Dann auch Filterausgang mit einem 75 Rohr auf ein Y Stück an einem Ausgang von Y Stück ein Schieber und dann in den Teich.
Die andere Seite vom Y-Verteiler in den Wasserfall.
So sparst du dir 1 zusätzliche Pumpe.

Gruß
Sven


----------



## XxGabbeRxX (17. Aug. 2016)

Hallo Sven,
Danke für die Tipps.
Wieso eine Zeitschaltuhr an die UVC?
Muss diese nicht 24 Std laufen sondern nur wenn es hell ist?
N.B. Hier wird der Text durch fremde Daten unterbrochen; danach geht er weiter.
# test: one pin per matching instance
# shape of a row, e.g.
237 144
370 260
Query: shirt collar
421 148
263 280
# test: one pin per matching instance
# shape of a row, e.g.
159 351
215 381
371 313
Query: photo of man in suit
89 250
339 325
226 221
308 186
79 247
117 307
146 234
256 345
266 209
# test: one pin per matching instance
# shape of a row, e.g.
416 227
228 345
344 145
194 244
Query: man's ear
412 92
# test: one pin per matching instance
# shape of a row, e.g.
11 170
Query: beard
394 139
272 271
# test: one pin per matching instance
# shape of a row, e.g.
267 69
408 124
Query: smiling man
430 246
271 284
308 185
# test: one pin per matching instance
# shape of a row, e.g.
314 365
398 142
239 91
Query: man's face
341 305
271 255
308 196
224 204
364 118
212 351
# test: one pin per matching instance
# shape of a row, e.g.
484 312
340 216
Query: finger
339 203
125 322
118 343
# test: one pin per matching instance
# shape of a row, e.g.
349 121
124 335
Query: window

Es soll kein hoher Fischbesatz werden. Und ich bin am überlegen ob ich gleich die 90000 l Version hole und dann ein Element als Vorfilter verwende. 
Mit dem Y Stück ist ja alles toll aber wie soll das wasser zum Wasserfall hochkommen wenn es ein Durchlauffilter ist?

Gruß Andy.


----------



## Nori (17. Aug. 2016)

2 Pumpen sind besser - man kann den Wasserfall nach Belieben dazu-oder abschalten und kann den Filter mit einer kleineren, sparsamen Pumpe betreiben- Bei der 1-Pumpen-Variante hätte mindestens eine 10-13000-er verbaut werden müssen um Filter und Wasserfall ausreichend zu versorgen (der regelbare Y-Adapter muss in der Druckleitung vor dem Filter sitzen - dann geht das auch beim Durchlauffilter).
Auch im Hinblick auf einen Pumpenausfall ist eine 2 Pumpen-Lösung immer zu bevorzugen.
Es gibt für diesen Filter auch Leergehäuse zur Erweiterung, wobei aber meist das Komplettangebot günstiger ist. Man kann sich ja die Matten auf Reserve legen, wenn ein Vorfilter oder eine __ Hel-X Kammer aus einem Abteil gemacht werden soll.
Ich würde allerdings keinen 18 Watt UVC nehmen (nur weil das Teil so stylisch zum andocken ist) sondern lieber einen T5 Strahler mit Edelstahlgehäuse (40 Watt) - schätze du wirst ja durchaus auf über 10000 Liter Volumen kommen - da ist der nicht zu übertrieben.

Gruß Nori


----------



## XxGabbeRxX (18. Aug. 2016)

@Nori 
So war es normal auch geplant. 
Eine eigene Pumpe für den Wasserfall. Evtl. Sogar mit drehzahlregler falls das geplätscher mal etwas mehr oder weniger bedarf.
Genau leergehäuse habe ich auch schon gesehen.
Normal als 60000 l Version und dann auf 90000 l erweiterbar.
Mit dem UVC eine gute Idee. War auch schon am überlegen  was angemessen ist. Ich möchte ja auch nicht alle Bakterien zerstören nur die schlechten. 
Sind 40 Watt da auch nicht zu viel?

Aber was ist nun letztendlich günstiger?
Such 3 PE boxen von Ikea holen und bestücken oder diese 3 boxen von Sun sun?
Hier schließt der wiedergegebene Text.